Thank you for reading and helping me understand what's going on!

-CharlesLast edited by ccosse on Tue Nov 19, 2013 8:06 am; edited 1 time in total

----------

## eyoung100

The easiest way to fix this is to turn off the AJAX Remote Call, and upload the code that performs the AJAX functions to your webserver directly.  In your webpages that need the calls, update the link to refer to your local copy of the scripts.

Example:

Download the minified copy of JQuery from JQuery Downloads.

Install the scripts at /var/www/jquery

Use Relative Pathing in all your sites, or:

Download the minified copy of JQuery from JQuery Downloads.

Install the scripts at /var/www/<site 1>/jquery - This keeps the Calls limited to particular sites only, and increases security.  It's a PITA if you maintain many sites, as each site requiring jquery would need it's own copy.

Use Relative Pathing in all your sites.

----------

## ccosse

Well thanks for your reply eyoung100, but the ajax stuff kinda has to stay ... the python (django) backend then  communicates to an RPC server to exchange data.  Also I don't use JQuery (unless unknowingly via django, which probably yes) ... my xmlhttp requests are all done manually.

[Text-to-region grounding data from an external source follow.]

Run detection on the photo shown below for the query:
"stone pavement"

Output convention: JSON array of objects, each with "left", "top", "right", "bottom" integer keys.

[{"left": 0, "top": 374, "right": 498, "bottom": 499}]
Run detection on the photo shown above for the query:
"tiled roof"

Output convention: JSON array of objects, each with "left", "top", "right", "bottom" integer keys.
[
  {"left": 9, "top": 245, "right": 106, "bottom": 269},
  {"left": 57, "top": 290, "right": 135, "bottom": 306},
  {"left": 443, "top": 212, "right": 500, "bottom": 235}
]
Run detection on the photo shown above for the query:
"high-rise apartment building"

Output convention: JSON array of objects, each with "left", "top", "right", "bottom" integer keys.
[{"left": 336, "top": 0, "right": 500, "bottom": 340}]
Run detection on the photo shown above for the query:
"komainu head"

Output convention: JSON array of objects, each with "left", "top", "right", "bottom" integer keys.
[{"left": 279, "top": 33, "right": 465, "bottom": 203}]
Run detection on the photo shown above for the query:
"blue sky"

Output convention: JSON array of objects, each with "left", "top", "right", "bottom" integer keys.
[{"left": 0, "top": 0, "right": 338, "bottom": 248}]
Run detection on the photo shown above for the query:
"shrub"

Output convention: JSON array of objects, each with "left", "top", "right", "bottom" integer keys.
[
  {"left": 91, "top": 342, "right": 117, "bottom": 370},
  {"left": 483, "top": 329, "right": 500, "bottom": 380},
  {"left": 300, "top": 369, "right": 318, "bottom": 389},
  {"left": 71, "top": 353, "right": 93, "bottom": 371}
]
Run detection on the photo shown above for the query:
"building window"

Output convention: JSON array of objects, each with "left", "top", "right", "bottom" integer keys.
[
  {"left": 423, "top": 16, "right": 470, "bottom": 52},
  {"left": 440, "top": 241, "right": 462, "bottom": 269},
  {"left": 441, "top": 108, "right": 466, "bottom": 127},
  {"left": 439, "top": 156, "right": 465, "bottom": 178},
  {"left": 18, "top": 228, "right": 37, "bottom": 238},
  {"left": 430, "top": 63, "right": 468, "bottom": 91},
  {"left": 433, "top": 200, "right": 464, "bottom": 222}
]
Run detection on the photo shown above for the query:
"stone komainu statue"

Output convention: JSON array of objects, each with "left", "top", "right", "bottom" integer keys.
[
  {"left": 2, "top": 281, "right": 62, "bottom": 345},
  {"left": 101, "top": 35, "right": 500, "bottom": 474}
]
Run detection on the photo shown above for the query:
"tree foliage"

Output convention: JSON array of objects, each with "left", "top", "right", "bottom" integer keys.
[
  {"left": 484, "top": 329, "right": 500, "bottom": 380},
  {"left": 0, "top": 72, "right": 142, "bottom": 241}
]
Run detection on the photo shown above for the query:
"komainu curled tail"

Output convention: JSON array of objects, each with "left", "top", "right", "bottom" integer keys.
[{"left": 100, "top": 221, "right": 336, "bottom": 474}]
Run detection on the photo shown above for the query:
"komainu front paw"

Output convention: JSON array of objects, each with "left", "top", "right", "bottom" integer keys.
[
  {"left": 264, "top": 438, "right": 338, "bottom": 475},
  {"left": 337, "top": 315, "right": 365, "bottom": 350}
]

This also happens when I ssh to the router (from behind router), so it's not just web-traffic specific ... is there a way to fix it via my network configuration?

Thank you!

----------

## ccosse

 *eyoung100 wrote:*   

> The easiest way to fix this is to turn off the AJAX Remote Call, and upload the code that performs the AJAX functions to your webserver directly.

 

Wow, sorry I missed your point here ... but to answer this: there is no remote call happening ... well, actually it does induce an RPC call to itself on port 8005, but no calls to beyond the router.    Am I getting you correctly?  Thanks!

----------

## eyoung100

 *ccosse wrote:*   

> Well thanks for your reply eyoung100, but the ajax stuff kinda has to stay ... the python (django) backend then  communicates to an RPC server to exchange data.  Also I don't use JQuery (unless unknowingly via django, which probably yes) ... my xmlhttp requests are all done manually.
> 
> This also happens when I ssh to the router (from behind router), so it's not just web-traffic specific ... is there a way to fix it via my network configuration?
> 
> Thank you!

 

It all Works the same, except you have your own copy.  See Django Download, then follow my example, and integrate the local copy you download into your sites, and disable the CDN calls.  In short, your allowing your webserver to do the AJAX calls locally.

----------

## ccosse

 *eyoung100 wrote:*   

> It all Works the same, except you have your own copy.

 

This is not a django issue if it's happening for ssh traffic as well ... or am i missing something of what you are saying?

----------

## papahuhn

That is not a refused ARP request but a refused DNS request. For some reason (security policy?) the router's nameserver does not allow an external request for an internal IP.

----------

## ccosse

 *papahuhn wrote:*   

> That is not a refused ARP request but a refused DNS request. For some reason (security policy?) the router's nameserver does not allow an external request for an internal IP.

 

I think it is all due to my configuration here in my garage.  I tested the router today from a university network and no problems at all.  Here, however, I'm going through my droid phone's hotspot for service and that's who's refusing the dns request from the router.  So my theory here is that it's all Verizon's fault, one way or another.

----------